Serious engineering and development of rods and reels began in the 1970s with the popularity of tournament fishing. The most popular rig for hardcore bass anglers was a Lew’s Speed Stick and an Ambassadeur 5000C spooled with monofilament line, usually Berkley Trilene or Stren Clear.

The Speed Stick/5000C rig was an example of rugged beauty, with its jet-black fiberglass rod, round shiny black reel, black Fuji line guides, and a black rubber pistol grip. The look did not disappoint for they served anglers well with years of hard fishing.

One of the first fiberglass rods offered in three strengths or powers—light, medium, and heavy—Lew’s was a turning point in rod design. They actually “cast” a lure with control, handling baits from the lightweight Bagley Balsa B to the magnum-sized Arbogast Mudbug.

After inventor Lew Childre died in a 1977 plane crash, Speed Sticks began to lose popularity, however, they introduced three quality graphite models in light, medium, and heavy categories.

Under new ownership and leadership since 2009, Lew’s is relying on angler input and technological innovations to drive rod development, following a similar process it used to bring its reels back to market prominence.

“Many folks think we just make reels, but we’re equally committed to making Lew’s the best name in rods too,” said CEO Lynn Reeves. He acknowledged that all of Lew’s Speed Sticks are true to Lew’s heritage of “lighter, faster, and stronger.” New models benefit from common traits like proprietary Advanced Performance Technology (APT) blank construction.

Lew’s Speed Sticks vary in price according to series, ranging from Laser LG Graphite series at $49.99 to the top-of-the-line Team Lew’s HM85 rods at $199.99.

Other manufacturers are adding to their stable of rods, catering to anglers’ needs by developing various lengths, style, and stiffness categories.

Newcomers like Carbon X are bringing their own ideas and strengths to the industry. Their challenge was to build a better fishing tool that delivered the greater fishing performance anglers wanted, which led to the creation of Action Forward Design.

“Our rods deliver an impressive increase in fishing performance in two ways. First, with our Action Forward Design we put more of the rod to work for the angler by putting more of the blank where you can use it and that is in front of your hand,” said David Gray, founder of Carbon X Rods.

Combining Action Forward Design with blanks specifically designed for that concept gives anglers the advantage of having the more usable rod in front of the reel seat, adding leverage and speed to the hook-set.

“The Action Forward Design puts two to six inches more of additional rod length when compared to other rods, in front of the reel where it will fish and work for you,” said Gray.

Most rod brands use 10- to 12-inch rear grips on their 7-foot long casting rods while the Carbon X Action Forward Design employs 8-1/4-inch rear grips on 7-foot casting models, creating two or more inches of rod in front of the reel seat. MSRP for Carbon X Rods goes from $119.99 to $229.99.

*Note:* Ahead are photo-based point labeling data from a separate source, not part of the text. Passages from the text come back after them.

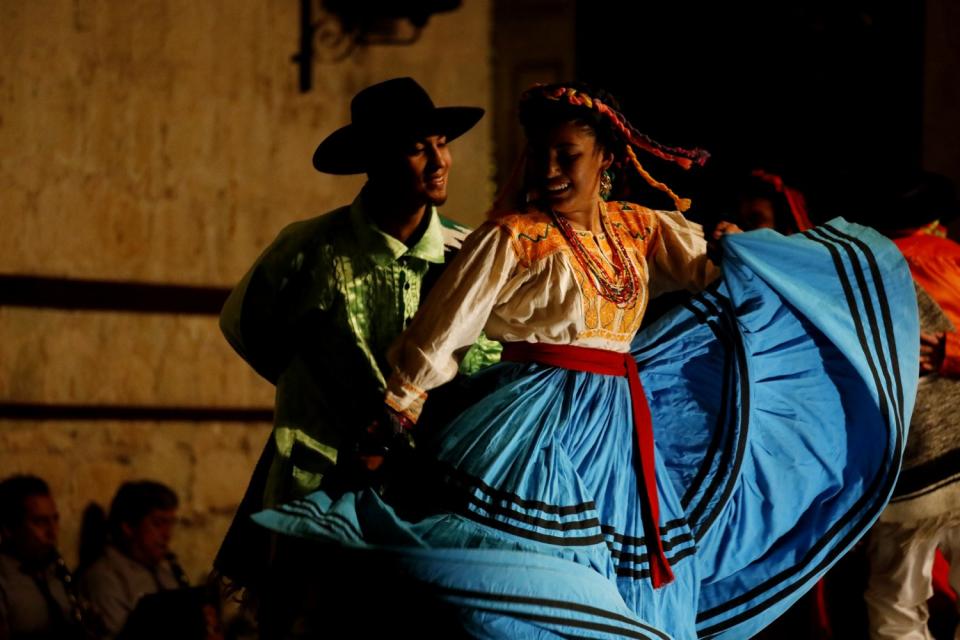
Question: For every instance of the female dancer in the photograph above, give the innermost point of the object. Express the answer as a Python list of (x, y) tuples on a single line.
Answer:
[(690, 481)]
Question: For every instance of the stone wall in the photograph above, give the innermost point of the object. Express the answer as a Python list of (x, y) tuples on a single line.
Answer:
[(154, 141)]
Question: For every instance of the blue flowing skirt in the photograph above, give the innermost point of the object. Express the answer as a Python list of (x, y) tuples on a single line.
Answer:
[(780, 400)]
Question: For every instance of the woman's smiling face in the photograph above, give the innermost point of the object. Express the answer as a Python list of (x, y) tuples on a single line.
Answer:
[(564, 164)]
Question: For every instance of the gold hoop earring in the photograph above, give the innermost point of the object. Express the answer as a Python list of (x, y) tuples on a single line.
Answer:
[(606, 184)]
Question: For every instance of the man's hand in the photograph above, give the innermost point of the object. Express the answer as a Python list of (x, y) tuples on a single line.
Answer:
[(724, 228), (390, 432), (713, 243), (932, 351)]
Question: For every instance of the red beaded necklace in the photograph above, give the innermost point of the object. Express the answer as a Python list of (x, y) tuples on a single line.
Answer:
[(623, 287)]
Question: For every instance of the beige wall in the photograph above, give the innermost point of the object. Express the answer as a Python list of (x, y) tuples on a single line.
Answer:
[(167, 142)]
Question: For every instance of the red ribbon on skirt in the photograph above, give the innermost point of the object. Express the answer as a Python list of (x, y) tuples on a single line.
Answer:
[(612, 363)]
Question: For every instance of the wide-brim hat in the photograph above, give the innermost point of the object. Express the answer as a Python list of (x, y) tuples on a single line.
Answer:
[(389, 112)]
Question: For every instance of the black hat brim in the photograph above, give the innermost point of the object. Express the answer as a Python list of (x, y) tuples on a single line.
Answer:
[(347, 150)]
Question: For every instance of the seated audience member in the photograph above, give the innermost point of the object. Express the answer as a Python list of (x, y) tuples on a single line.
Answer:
[(37, 598), (135, 558)]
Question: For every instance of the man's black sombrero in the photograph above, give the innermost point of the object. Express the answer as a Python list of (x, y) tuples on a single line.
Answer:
[(393, 110)]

In 1948, St. Croix’s co-founders Bob and Bill Johnson decided to build and sell landing nets. Their quality nets, with cedar handles, ash hoops, and hand-sewn netting, proved too costly for most sportsmen.

A brainstorming session saved the company. Perusing a display of cane fishing poles, the brothers decided to modify them to make them portable. They cut the poles into three shorter lengths and fitted them with brass ferrules. A local hardware merchant immediately ordered 500 rods, and the St. Croix Rod Company was born.

In the 1950s they produced and marketed the first fiberglass rod with the color molded into the rod instead of painted onto it—and the rest, as they say, is history.

While the trend has been method specific for most manufacturers, St. Croix has nearly redefined that process with 22 different series for everything from muskies to ice fishing, including nine new models for 2015 while retaining its Legend Extreme series, an ICAST 2012 Winner for Best Freshwater Rod.

These were examples from just three manufacturers, there are many others like Abu Garcia, All-Star, Berkley, B‘n’M, Browning, Denali, Duckett, Daiwa, Eagle Claw, Falcon, Fenwick, G. Loomis, Lamiglass, Okuma, Penn, Pflueger, Quantum, Shakespeare, Shimano, plus brands with retail names like Bass Pro Shops and Cabela’s.